I am working on solving for all complex-valued solutions $f: \mathbb{C} \rightarrow \mathbb{C}$ satisfying the following functional equation: $$f(x)\cdot f\left(\frac{1}{1-x}\right)=x, \; \forall x \neq 0,1.$$

I tried a linear solution $f(x)=A+Bx$ as a simple guess, which yields $(A+Bx)(A+B(\frac{1}{1-x}))=x \implies (A+Bx)(A+B-Ax)=x-x^2$. Since this holds $\forall x\in \mathbb{C}$ (other than 0 and 1), the coefficients of the polynomial on the left hand side must be the same as those of the corresponding terms in the polynomial on the right hand side. Equating $x^2$ terms $\implies -AB=-1$, equating $x$ terms $\implies (A+B)B-A^2=1$, and equating constants $\implies A(A+B)=0$. Calling these three equations (1), (2), and (3) respectively, (1) and (3) together imply that $A^2=-1 \implies A=\pm i \implies B=\mp i$ (from substituting $A$ into (1) or (3)). Thus there are two linear solutions, jointly given by $f(x)=\pm i \mp i x= \pm i (x-1)$. Are these the only solutions? If not, how can I obtain others? As an aside, I notice these values of $A$ and $B$ satisfy (2), although (2) was never used in obtaining them. Why is this the case?

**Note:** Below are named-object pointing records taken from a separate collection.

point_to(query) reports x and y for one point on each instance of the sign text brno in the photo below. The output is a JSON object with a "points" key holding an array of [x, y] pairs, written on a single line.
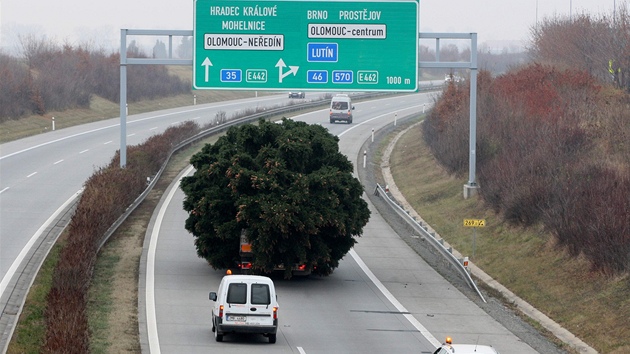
{"points": [[306, 45]]}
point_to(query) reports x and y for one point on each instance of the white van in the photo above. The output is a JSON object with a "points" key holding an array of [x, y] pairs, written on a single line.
{"points": [[341, 108], [245, 304]]}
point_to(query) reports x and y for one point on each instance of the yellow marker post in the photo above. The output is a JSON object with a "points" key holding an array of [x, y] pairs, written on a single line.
{"points": [[474, 223]]}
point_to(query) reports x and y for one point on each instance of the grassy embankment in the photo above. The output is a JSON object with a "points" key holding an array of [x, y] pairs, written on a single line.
{"points": [[594, 307]]}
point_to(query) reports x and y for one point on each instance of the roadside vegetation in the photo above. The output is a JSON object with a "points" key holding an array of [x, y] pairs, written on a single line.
{"points": [[553, 166], [553, 161]]}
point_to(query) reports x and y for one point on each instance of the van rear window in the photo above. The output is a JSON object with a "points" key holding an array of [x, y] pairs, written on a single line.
{"points": [[260, 294], [237, 293], [340, 105]]}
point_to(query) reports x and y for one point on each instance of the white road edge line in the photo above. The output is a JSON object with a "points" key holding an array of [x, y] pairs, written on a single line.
{"points": [[154, 341], [425, 333], [16, 263]]}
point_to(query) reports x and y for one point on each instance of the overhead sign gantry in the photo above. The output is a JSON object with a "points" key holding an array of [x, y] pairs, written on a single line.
{"points": [[306, 45]]}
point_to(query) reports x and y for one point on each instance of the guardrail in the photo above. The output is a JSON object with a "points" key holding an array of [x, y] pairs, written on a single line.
{"points": [[30, 267], [438, 244]]}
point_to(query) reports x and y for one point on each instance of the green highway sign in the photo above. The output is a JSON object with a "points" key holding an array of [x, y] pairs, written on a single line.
{"points": [[306, 45]]}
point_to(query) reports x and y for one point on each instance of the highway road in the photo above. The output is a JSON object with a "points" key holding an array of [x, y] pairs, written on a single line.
{"points": [[41, 174], [383, 298]]}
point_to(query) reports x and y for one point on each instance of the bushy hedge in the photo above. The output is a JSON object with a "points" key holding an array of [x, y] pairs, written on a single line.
{"points": [[548, 152], [108, 193]]}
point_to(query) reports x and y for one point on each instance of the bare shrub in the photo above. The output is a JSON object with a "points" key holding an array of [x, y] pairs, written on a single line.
{"points": [[108, 193]]}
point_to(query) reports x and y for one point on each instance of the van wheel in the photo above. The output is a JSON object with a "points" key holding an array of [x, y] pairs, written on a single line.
{"points": [[218, 337]]}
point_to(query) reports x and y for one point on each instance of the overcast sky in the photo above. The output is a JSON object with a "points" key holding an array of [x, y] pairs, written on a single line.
{"points": [[99, 22]]}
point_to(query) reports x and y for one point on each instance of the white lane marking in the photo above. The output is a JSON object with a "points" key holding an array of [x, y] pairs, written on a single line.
{"points": [[11, 272], [152, 333], [377, 117], [131, 122], [425, 333], [154, 341], [414, 322]]}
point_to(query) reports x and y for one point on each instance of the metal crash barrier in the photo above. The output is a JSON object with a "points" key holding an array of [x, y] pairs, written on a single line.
{"points": [[437, 244]]}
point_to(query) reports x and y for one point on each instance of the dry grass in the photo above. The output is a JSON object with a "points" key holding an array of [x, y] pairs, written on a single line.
{"points": [[101, 109], [594, 307]]}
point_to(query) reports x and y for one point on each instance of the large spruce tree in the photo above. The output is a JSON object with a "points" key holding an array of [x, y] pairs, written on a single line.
{"points": [[287, 185]]}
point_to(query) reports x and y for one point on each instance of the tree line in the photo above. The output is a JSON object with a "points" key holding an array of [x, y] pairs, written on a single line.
{"points": [[599, 45], [52, 77], [552, 141]]}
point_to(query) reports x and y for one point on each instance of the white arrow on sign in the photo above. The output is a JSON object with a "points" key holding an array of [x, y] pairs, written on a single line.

• Another class of well known functions are the Möbius transformations $z\mapsto \frac{az+b}{cz+d}$. Since we have Möbius trasnformations everywhere in this equation that might be worth checking out. Sep 28 '16 at 22:38
• Possible duplicate of Find $f$ if $f(x)+f\left(\frac{1}{1-x}\right)=x$ Sep 28 '16 at 22:45
• That is not a duplicate, as there it is $f(x) + f(1/(1-x)) = x$ and here it is $f(x) \cdot f(1/(1-x)) = x$.
– TMM
Sep 29 '16 at 0:42
• Take a log(f), and that would make it an exact duplicate. Sep 29 '16 at 7:58

Let $$\theta(x)$$ be the function $$x\mapsto \frac{1}{1-x}$$. Notice that $$\theta(\theta(x)) = 1-\frac{1}{x}$$ $$\theta(\theta(\theta(x))) = x$$ Thus, $$\theta$$ has the remarkable property that $$\theta\circ\theta\circ\theta$$ is simply the identity function.
By taking the original functional equation and making repeated substitutions into the functional equation, we can obtain the following system of three equations: $$f(x)\cdot (f\circ \theta)(x)=x$$ $$(f\circ \theta)(x)\cdot (f\circ \theta\circ \theta)(x)=\theta(x)$$ $$(f\circ\theta\circ\theta)(x)\cdot(f\circ\theta\circ\theta\circ\theta)(x)= (f\circ\theta\circ\theta)(x)\cdot f(x) = (\theta\circ\theta)(x)$$ We may now solve this as a system of three equations with three unknowns (namely $$f, f\circ\theta,$$ and $$f\circ\theta\circ\theta$$). Solving yields the following: $$f(x)=\pm\sqrt{\frac{x\cdot(\theta\circ\theta)(x)}{\theta(x)}}=\pm i (x-1)$$ These are the solutions that you obtained. Since we obtained these solutions by solving the system of equations above without assuming that $$f$$ is linear, we know that these are the only two solutions.